Em 1980, com a publicação de Levantados do chão, nasceu o estilo narrativo da ficção novelesca de Saramago. Depois vieram diversas obras; entre elas, a mais conhecida talvez seja O evangelho segundo Jesus Cristo, romance tido como polêmico e censurado pelo governo português, que vetou sua participação no Prêmio Literário Europeu. Foi nesse momento que Saramago mudou-se para a ilha de Lanzarote, no arquipélago de Canárias, com Pilar del Rio, jornalista espanhola, sua terceira e última esposa.

Recebeu o Prêmio Camões em 1995 e o Prêmio Nobel de Literatura em 1998. A visibilidade promovida por esses prêmios fez com que o autor viajasse mundo afora, participando de conferências, congressos, e liderando ações de cidadania em prol da defesa dos Direitos Humanos. Faleceu em sua casa, em Lanzarote, em 18 de junho de 2010.

Características literárias de José Saramago

José Saramago foi um autor de múltiplos gêneros – escreveu poemas, peças de teatro, crônicas, contos, novelas, romances e manteve também um blog. E foi a forma da prosa que o consagrou como grande escritor do século XX.

O estilo composicional da obra de Saramago é único e revolucionou a literatura de seu tempo. O autor ficou conhecido por abolir o uso tradicional da pontuação: diálogos iniciados sem travessão ou aspas indicando a troca de turno da fala; longos períodos escritos sem ponto final ou sinal de interrogação; capítulos inteiros sem quebra de parágrafo, sem numeração e sem título. Veja um excerto de O evangelho segundo Jesus Cristo:

“A mulher não respondeu logo, olhava-o, por sua vez, como se o avaliasse, a pessoa que era, que de dinheiros bem se via que não estava provido o pobre moço, e por fim disse, Guarda-me na tua lembrança, nada mais, e Jesus, Não esquecerei a tua bondade, e depois, enchendo-se de ânimo, Nem te esquecerei a ti, Porquê, sorriu a mulher, Porque és bela, Não me conheceste no tempo da minha beleza, Conheço-te na beleza desta hora. O sorriso dela esmoreceu, extinguiu-se, Sabes quem sou, o que faço, de que vivo, Sei, Não tiveste mais que olhar para mim e ficaste a saber tudo, Não sei nada, Que sou prostituta, Isso sei, Que me deito com homens por dinheiro, Sim, Então é o que eu digo, sabes tudo de mim, Sei só isso.”

(SARAMAGO, O evangelho segundo Jesus Cristo)
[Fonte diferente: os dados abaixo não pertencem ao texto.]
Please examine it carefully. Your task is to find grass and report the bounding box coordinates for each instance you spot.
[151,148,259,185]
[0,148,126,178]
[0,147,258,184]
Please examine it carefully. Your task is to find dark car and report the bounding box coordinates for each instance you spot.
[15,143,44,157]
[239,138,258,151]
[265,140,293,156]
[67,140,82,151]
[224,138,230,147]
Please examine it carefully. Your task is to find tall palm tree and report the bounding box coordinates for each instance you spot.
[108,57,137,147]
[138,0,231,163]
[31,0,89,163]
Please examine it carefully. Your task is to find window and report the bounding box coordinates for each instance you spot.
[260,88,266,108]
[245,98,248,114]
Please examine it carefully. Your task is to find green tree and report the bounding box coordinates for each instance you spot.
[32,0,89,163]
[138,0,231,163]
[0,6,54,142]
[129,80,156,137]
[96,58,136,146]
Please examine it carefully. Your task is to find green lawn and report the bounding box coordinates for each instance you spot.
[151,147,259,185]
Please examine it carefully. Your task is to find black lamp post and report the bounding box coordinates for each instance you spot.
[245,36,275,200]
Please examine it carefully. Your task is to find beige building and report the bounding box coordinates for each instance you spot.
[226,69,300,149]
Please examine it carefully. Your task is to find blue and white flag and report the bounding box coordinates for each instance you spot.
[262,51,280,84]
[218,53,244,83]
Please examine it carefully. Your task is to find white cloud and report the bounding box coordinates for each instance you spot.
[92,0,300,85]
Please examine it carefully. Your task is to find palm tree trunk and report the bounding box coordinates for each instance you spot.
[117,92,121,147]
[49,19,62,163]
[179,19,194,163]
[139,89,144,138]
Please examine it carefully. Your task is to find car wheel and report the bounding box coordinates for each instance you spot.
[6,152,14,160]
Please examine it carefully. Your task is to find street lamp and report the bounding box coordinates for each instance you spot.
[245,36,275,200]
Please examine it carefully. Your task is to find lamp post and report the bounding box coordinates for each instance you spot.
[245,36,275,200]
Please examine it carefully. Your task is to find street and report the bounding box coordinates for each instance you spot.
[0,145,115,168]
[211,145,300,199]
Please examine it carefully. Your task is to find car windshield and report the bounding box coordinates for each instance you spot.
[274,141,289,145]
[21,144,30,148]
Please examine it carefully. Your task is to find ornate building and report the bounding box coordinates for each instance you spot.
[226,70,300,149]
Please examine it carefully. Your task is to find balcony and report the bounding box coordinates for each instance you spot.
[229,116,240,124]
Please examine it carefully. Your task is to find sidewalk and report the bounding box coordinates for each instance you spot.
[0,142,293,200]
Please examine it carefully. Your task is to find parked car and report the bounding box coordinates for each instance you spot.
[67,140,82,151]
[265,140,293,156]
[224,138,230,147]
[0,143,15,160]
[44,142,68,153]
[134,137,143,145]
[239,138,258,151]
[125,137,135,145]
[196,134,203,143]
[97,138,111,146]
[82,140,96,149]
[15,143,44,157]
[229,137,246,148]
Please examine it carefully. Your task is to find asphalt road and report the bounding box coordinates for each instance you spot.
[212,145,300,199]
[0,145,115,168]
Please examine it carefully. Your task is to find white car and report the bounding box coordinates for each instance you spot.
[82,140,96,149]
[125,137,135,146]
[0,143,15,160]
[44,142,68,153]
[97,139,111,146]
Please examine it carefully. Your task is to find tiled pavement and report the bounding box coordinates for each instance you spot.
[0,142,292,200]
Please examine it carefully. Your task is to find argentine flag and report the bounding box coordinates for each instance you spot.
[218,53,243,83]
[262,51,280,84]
Esse novo aspecto formal proposto por Saramago revoluciona a literatura e remete ao ritmo da língua falada. Para além do fluxo do pensamento, na oralidade não há sinais de pontuação – embora haja indagações e trocas de turno ou de assunto. É também uma convocação provocativa ao leitor, que deve adotar uma postura ativa durante a leitura, complementando a obra com seu raciocínio, em novo exercício de apreciar as palavras e ouvir as entonações da pontuação ausente.

Não menos provocativo é o conteúdo de seus romances. Interessado na reflexão maior da condição humana, seus livros de ficção narram – com esse novo domínio da forma narrativa – personagens diante de situações de crise existencial, indivíduos em constante autorreflexão e embates socioculturais com o estado de coisas. Saramago foi um crítico ferrenho do sistema capitalista, e sua ficção (vez ou outra misturada ao fato histórico, caso de Memorial do convento, por exemplo) constantemente reverbera a degradação da vida humana causada pela lógica do lucro desenfreado.

À postura política afiada e à experimentação formal soma-se o elemento fantástico, frequentemente presente em sua obra. Em O ano da morte de Ricardo Reis, por exemplo, o fantasma de Fernando Pessoa vive a assombrar Ricardo Reis, heterônimo do poeta; o ano é 1936, e os fantasmas do ditador Salazar e do nazifascismo rondam Portugal e a Europa, respectivamente.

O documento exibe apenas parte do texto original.